Os sindicatos pelegos – entre eles o melhor exemplo seria o dos professores de São Paulo que mesmo diante dos docentes desejarem manter a greve a diretoria a encerrou? – sentem-se acoçados por novas lideranças sociais e trabalhistas. Estas evidenciam que com os velhos modos de governar, fazer política e sindicalizar não mais é possível dialogar, mas, antes, tornou-se necessário falir com o conforto destes em nome de uma nova ordem legítima de poder.
Teremos uma copa com parte da classe média vaiando os governantes no estádios enquanto a outra parte tentará gerar um apagão com todos os eletrodomésticos ligados durante os jogos, a população trabalhadora fazendo greve, e os Black blocs fazendo o espetáculo da destruição da e na praça pública que não se alça realmente a democracia almejada pelas massas.

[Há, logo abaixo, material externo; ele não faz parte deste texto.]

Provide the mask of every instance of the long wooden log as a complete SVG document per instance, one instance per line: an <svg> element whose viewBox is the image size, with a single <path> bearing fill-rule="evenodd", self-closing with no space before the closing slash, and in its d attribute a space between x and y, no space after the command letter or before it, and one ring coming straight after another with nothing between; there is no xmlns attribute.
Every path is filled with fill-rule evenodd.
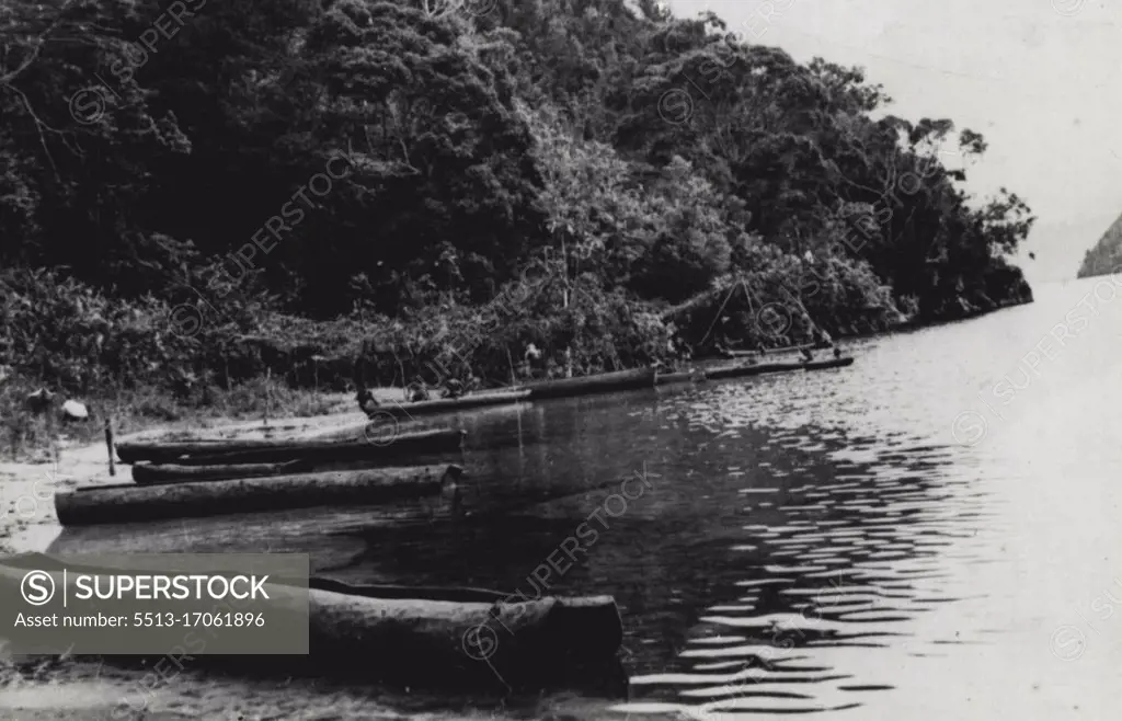
<svg viewBox="0 0 1122 721"><path fill-rule="evenodd" d="M435 428L401 432L392 424L371 423L366 438L341 441L190 441L181 443L125 443L117 455L125 463L151 461L183 465L282 463L285 461L361 461L458 451L466 431Z"/></svg>
<svg viewBox="0 0 1122 721"><path fill-rule="evenodd" d="M50 575L56 595L75 598L79 573L120 572L65 567L70 573L64 576L62 564L49 556L10 558L0 565L0 584L13 595L34 569ZM99 580L108 588L108 579ZM312 579L306 590L282 583L263 588L269 599L263 614L269 623L295 626L306 599L309 625L309 655L254 657L256 665L268 668L430 687L480 681L523 686L555 680L576 665L611 662L623 641L619 610L610 595L528 599L477 589L352 586L322 579ZM246 663L243 657L205 654L192 659Z"/></svg>
<svg viewBox="0 0 1122 721"><path fill-rule="evenodd" d="M817 341L815 343L802 343L801 345L784 345L783 348L764 348L753 351L739 351L724 349L720 354L725 358L752 358L753 355L782 355L783 353L798 353L800 351L826 350L834 348L828 341Z"/></svg>
<svg viewBox="0 0 1122 721"><path fill-rule="evenodd" d="M55 493L55 510L64 526L82 526L377 503L439 494L461 474L457 465L430 465L159 486L86 486Z"/></svg>
<svg viewBox="0 0 1122 721"><path fill-rule="evenodd" d="M311 473L316 469L309 461L287 463L239 463L232 465L180 465L176 463L140 463L132 466L132 482L139 486L197 481L232 481L239 478L268 478Z"/></svg>
<svg viewBox="0 0 1122 721"><path fill-rule="evenodd" d="M528 390L470 394L459 398L436 398L434 400L420 400L417 403L383 404L378 406L376 413L388 413L397 418L408 418L411 416L426 416L436 413L451 413L485 406L523 403L530 400L530 396L531 391Z"/></svg>
<svg viewBox="0 0 1122 721"><path fill-rule="evenodd" d="M659 386L672 386L674 383L690 383L705 380L706 375L703 370L682 370L673 373L659 373L655 385Z"/></svg>
<svg viewBox="0 0 1122 721"><path fill-rule="evenodd" d="M637 368L635 370L620 370L614 373L600 373L599 376L562 378L560 380L525 383L522 388L530 391L531 400L540 398L565 398L570 396L606 394L615 390L653 388L656 377L657 371L653 368Z"/></svg>
<svg viewBox="0 0 1122 721"><path fill-rule="evenodd" d="M710 368L706 376L712 380L721 378L742 378L745 376L761 376L763 373L782 373L797 370L826 370L828 368L845 368L853 366L852 358L835 358L825 361L809 361L798 363L755 363L743 366L725 366L724 368Z"/></svg>

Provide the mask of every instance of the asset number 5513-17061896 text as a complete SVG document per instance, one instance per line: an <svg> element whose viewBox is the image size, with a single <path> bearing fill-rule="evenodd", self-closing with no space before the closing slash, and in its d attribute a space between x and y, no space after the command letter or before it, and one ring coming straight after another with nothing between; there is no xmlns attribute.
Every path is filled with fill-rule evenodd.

No contexto destes insatisfeitos com o modelo de inserção no capitalismo internacional, enquanto país subalterno que fornece mão de obra barata e consome produtos internacionais mais caros para subsidiar duplamente o consumo dos países centrais do capitalismo e manter viva a indústria nacional, a copa é o evento que possibilita a resposta pública das querelas internas com base na divisão internacional do trabalho. Protestar na copa é uma exigência para que os financiadores e patrocinadores do sistema-mundo vejam que o modelo encontra opositores dispostos não a romper com a ordem de um Brasil que fica entre a sexta e a sétima posição na produção de riquezas, mas, se necessário for, aturdi-la com a realidade de ser um dos últimos em distribuição dos dividendos sociais, políticos e econômicos à nação.